SIMD & Performance
Vectorized operations for AI workloads
What is SIMD?
SIMD (Single Instruction, Multiple Data) allows the CPU to process multiple data elements in a single instruction. This is the key to high-performance computing and AI workloads.
Without SIMD: Process 1 number → 1 operation/cycle
With AVX2: Process 8 numbers → 8 operations/cycle
With AVX-512: Process 16 numbers → 16 operations/cycle
Check SIMD Support
// Check your CPU's SIMD capabilities
info = simdInfo()
print("SIMD Level:", info.level)
print("Has AVX2:", info.hasAVX2)
print("Has AVX-512:", info.hasAVX512)
Example output:
SIMD Level: AVX2
Has AVX2: true
Has AVX-512: false
SIMD Functions
SIMD Sum Loop
Process 4 integers at once using AVX2:
// SIMD-accelerated sum loop
iterations = 500000000
result = simdSumLoop(iterations)
sum = result[0]
opsPerSec = result[1]
print("Sum:", sum)
print("Performance:", int(opsPerSec / 1000000000), "BILLION ops/sec")
SIMD Dot Product
Vector dot product using SIMD instructions:
// Dot product of two 10M element vectors
vectorSize = 10000000
result = simdDotProduct(vectorSize)
dotProduct = result[0]
opsPerSec = result[1]
print("Dot product:", dotProduct)
print("Performance:", int(opsPerSec / 1000000000), "BILLION ops/sec")
Matrix Operations
Cache-blocked matrix multiplication with SIMD acceleration:
// 512×512 matrix multiplication
result = matmulBenchmark(512)
gflops = result[0]
seconds = result[1]
print("Time:", seconds, "seconds")
print("Performance:", int(gflops), "GFLOPS")

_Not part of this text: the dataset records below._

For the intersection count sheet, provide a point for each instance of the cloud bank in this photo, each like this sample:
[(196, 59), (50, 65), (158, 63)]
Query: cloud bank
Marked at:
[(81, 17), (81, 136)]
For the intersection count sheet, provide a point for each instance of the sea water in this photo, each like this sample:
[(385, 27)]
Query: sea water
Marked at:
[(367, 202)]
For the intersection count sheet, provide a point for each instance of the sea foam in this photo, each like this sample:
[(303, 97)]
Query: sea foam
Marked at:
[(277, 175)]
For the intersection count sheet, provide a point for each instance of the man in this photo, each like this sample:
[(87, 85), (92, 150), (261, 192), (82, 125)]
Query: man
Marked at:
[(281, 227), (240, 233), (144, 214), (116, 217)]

Matrix Multiplication Performance
| Matrix Size | Time | GFLOPS |
|---|---|---|
| 256×256 | ~2ms | ~15 GFLOPS |
| 512×512 | ~15ms | ~18 GFLOPS |
| 1024×1024 | ~100ms | ~21 GFLOPS |
AI Activation Functions
SIMD-accelerated activation functions for neural networks:
// ReLU benchmark: max(0, x) for 10M elements
reluResult = reluBenchmark(10000000)
sum = reluResult[0]
opsPerSec = reluResult[1]
print("ReLU result sum:", sum)
print("Performance:", int(opsPerSec / 1000000000), "BILLION ops/sec")
How It Works
AVX2 Vector Add
// C++ with AVX2 intrinsics
void vecAdd_f32(float* dst, const float* a, const float* b, size_t n) {
for (size_t i = 0; i + 8 <= n; i += 8) {
__m256 va = _mm256_loadu_ps(a + i); // Load 8 floats
__m256 vb = _mm256_loadu_ps(b + i); // Load 8 floats
__m256 vc = _mm256_add_ps(va, vb); // Add 8 floats
_mm256_storeu_ps(dst + i, vc); // Store 8 floats
}
}
One vaddps instruction adds 8 floating-point numbers simultaneously.
Cache Blocking for MatMul
Large matrices don't fit in CPU cache. Cache blocking divides the computation into smaller tiles that fit in L1 cache:
Standard matmul: Random memory access → Cache misses
Blocked matmul: Tile-by-tile → Data stays in cache
Running SIMD Benchmarks
./bin/nevaarize examples/benchmarks/simd.nva
./bin/nevaarize examples/benchmarks/aiCore.nva
Expected output:
=== SIMD BENCHMARK ===
Testing AVX2 SIMD vectorization
SIMD Level: AVX2
Has AVX2: true
Has AVX-512: false
=== SIMD Sum Loop (500000000 iterations) ===
Sum: 125000000250000000
Operations per second: 4200000000
Performance: 4 BILLION ops/sec
=== SIMD Dot Product (10000000 elements) ===
Dot product result: 20000000.0
Operations per second: 2500000000
Performance: 2 BILLION ops/sec